誘拐犯と猫又 二
「ニャウ、ナウアーオゥ。ニァーウ?(それで、これから俺はどうしたらいいんだ。自由か?)」
「ラオ、伝えたい時は別に人っぽくしなくても伝わるよ?」
「フシャァー!(うるせぇ!!早く言えよ!)」
あの後、マルコスの気の抜けた返答に応えて吠えまくっていたらフリーダに殴られてやっと正気になり、一度マルコスの自室に戻った会話をしていた。
「ニャーウ、ナウァ(だからなぁ、使い魔の仕事はあるのかって聞いてんだよ)」
「ん?べつに無いけど」
「フシャァ!シャー!(じゃあ何で召喚なんざしたんだよ!迷惑だ!)」
全く迷惑だ。俺は自由に生きることが主義なのに。
「まぁまぁ、落ち着いて聞いてよラオ。僕にも事情があって。でもさ、ラオが悪い目にあうわけじゃないはずなんだよ。何でも昔からある魔術でね。かなり簡略化されてるんだけど条件付けの召喚が出来る優れもので野良で不満のある温厚な生物を条件にしたんだけど。それで、ラオは野良だったんでしょ?」
「ニャニャー。ウナーゥ(あぁ野良だったよ。それにそこらへんは多分知ってる。
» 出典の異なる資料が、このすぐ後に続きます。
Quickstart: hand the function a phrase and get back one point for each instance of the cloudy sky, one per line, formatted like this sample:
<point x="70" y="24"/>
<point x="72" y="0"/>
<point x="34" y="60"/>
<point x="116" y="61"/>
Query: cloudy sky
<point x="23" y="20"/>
契約具とやらを付けられた時になんか流れてきたからな。そんなことよりも使い魔になって不自由を被るのが嫌なんだ)」
「うーん、確かに使い魔の扱いは人それぞれあるけど僕は何かを押し付けるつもりは無いし、使い魔はそんなに身勝手に扱うものじゃ無いんだよ?魔術師と使い魔は心を通わせてこそらしいから。それも人それぞれだけど。それとラオ、鳴き声が雑になってきたね。」
「ニャウ。ニャー(鳴き声は気にするな。じゃあ、つまり俺はだいたい自由にやって良いってことだな?)」
「うん。授業とかでどうしても用があるときは『喚ぶ』けど、基本は自由行動だよ。だけどご飯時とかは帰って来ないとラオだけ抜くからね」
「ニァッ?ニャーウ?ニャーアゥナー(飯は大丈夫だろ。あ?なんか変な意味で伝わったぞ?『喚ぶ』っていうのはどう言うことだ)」
「あぁ、使い魔と魔術師の間には特別な魔術があって……」
コンコンッ
マルコスが大事な気がすることを言いかけたところで部屋のドアがノックされる。
ノックから間を開けずにあの時いた女性フリーダの声が聞こえる。
「マルコス、いるか?そろそろ急がないと錬金術科の授業が始まるぞ。時間がかかるなら先に行くが?」
「あーっ、フリーダごめん。先行ってて。じゃあラオ学院の敷地から出ないなら自由にしてて良いよ。今日はこの後の始まりの鐘を合わせて四つの鐘がなると授業が終わりだから、その頃を見計らって散歩してね。後、明日のお昼が終わって直ぐにラオに用があるから昼食の時はこの部屋にいること。周りの様子で分かると思うから」
マルコスはフリーダのかけた言葉で予定か何かを思い出したらしく、さっきの間抜けた様子から変わって脱いでいた長い外套で身を包み、道具を入れているらしい茶色い革製で紐の長いカバンを肩にかける。
「ニャア、ニャウ。ニァウニャー(ん、よくわからんが慌ただしいな。今日は今から鐘が四つだな。分かったから早く行ってこい)」
「心配だなぁ……ほんとにちゃんと帰って来てね?もう僕は行くけど面倒事は起こさないって信じてるからね」
「ナーウ、ニャアー。ニャウニャアー(あぁあぁ、早く行け。急がないと間に合わないんだろ)」
「それと、ドアは鍵がかかるけど使い魔のラオならドアの下の方にある使い魔用の入り口から入れるから安心して出掛けて来ていいよ。最後に、後数分もすればこの『世界』で相手の言った言葉の意味が分かるようになると思うから。じゃあいってきます」
「ニャオ、ニャーウ(そうか、良いから早く行け)」
マルコスは最後にそう言うとようやく出掛けて行った。まったく、間抜けなのか慌ただしいのか分からないような奴だ。
しかし、猫が人の言葉も理解するようになるのか。変な気分だな。
これだとまるで化け猫みたいじゃないか、今も十分おかしいことになっているけど。
それはそうと、今から鐘が四つなるまでは自由行動らしいから猫は猫らしく散歩でもするかな。
ゴーンゴーンゴーン……
いざドアの下にある出入口から出ようとしたところで始まりの鐘といっていたものがなる。
おそらくマルコスは間に合わないな。
ラオフェンはぼんやりそんなことを考えながら、改めて使い魔用出入口の戸を首で押しくぐった。